The location of the Prime Minster is really a reflection of the shifting balance of power within our constitution, one which, in the course of the last century, saw the ascent of the Commons and the descent of the Lords. But now, what is happening at this precise moment in time? Why, Gordon Brown, ‘The Best Man for the Job’, has, in order to save himself politically, grown ever more reliant on his good friend, darling Peter Mandelson, Lord Rumba of Rio, the new form of Mephistopheles.

So much power seems to be slipping towards the unelected Lord Rumba that it is conceivably no longer beyond comprehension that a Prime Minister could, once again, sit in the Upper Chamber. Not possible, you say? Yes, perhaps you are right. But did you know that no fewer than ten ministers now report to Lord Rumba in his capacity of ‘super secretary? That’s twice as many as report to the Chancellor of the Exchequer!

One of the blessings-and curses-of being a history student is that one always manages to uncover past parallels with present situations, along the lines of everything occurs twice, the first time as tragedy and the second time as farce. My mind flows back to the fifteenth century, to the time of the Wars of the Roses. There he is, Lord Rumba himself, although in the somewhat grander form of Richard Neville, Earl of Warwick, the Kingmaker! It’s 1469; the Yorkist Party has fallen out; Edward IV, ‘The Best Man for the Job’, has been defeated at Edgecote Moor and is now, more than ever, in the pocket of the Kingmaker.

I could go on like this, but it would only get tiresome. Still, I shall look for traces of a new feudalism in our present situation. Wait: perhaps it’s already with us.

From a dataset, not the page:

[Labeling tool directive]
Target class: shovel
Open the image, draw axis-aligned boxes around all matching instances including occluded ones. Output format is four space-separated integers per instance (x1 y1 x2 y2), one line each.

One prop to Joker Brown’s crumbling power is Lord Rumba; the other is the super-union, Unite. Lord Rumba, by his parliamentary manoeuvres, has allowed the Joker to continue on course. Still, there was always a danger that things could get troublesome come the conference season, when the Labour Party at large has a chance to make its views heard, though in recent years these events have been so staged-managed that they resemble nothing more that meetings of the Soviet Communist Party in the time of Stalin.

Even so, there is no point in taking chances. So the National Executive Council has been packed with Unite placemen, answerable to an old confidant of the Joker. Can you guess who it is? No? Why it’s non other than the thuggish Charlie Whelan, his one-time spin doctor. Opponents of the Joker can thus expect ‘an offer they can’t refuse’ from Don Whelan.

Power has gone to the Lords; power has gone to the new Robber Baron. What hope for Parliament? What hope for the country?

Perhaps we truly are back in the Middle Ages. It begins to feel like it.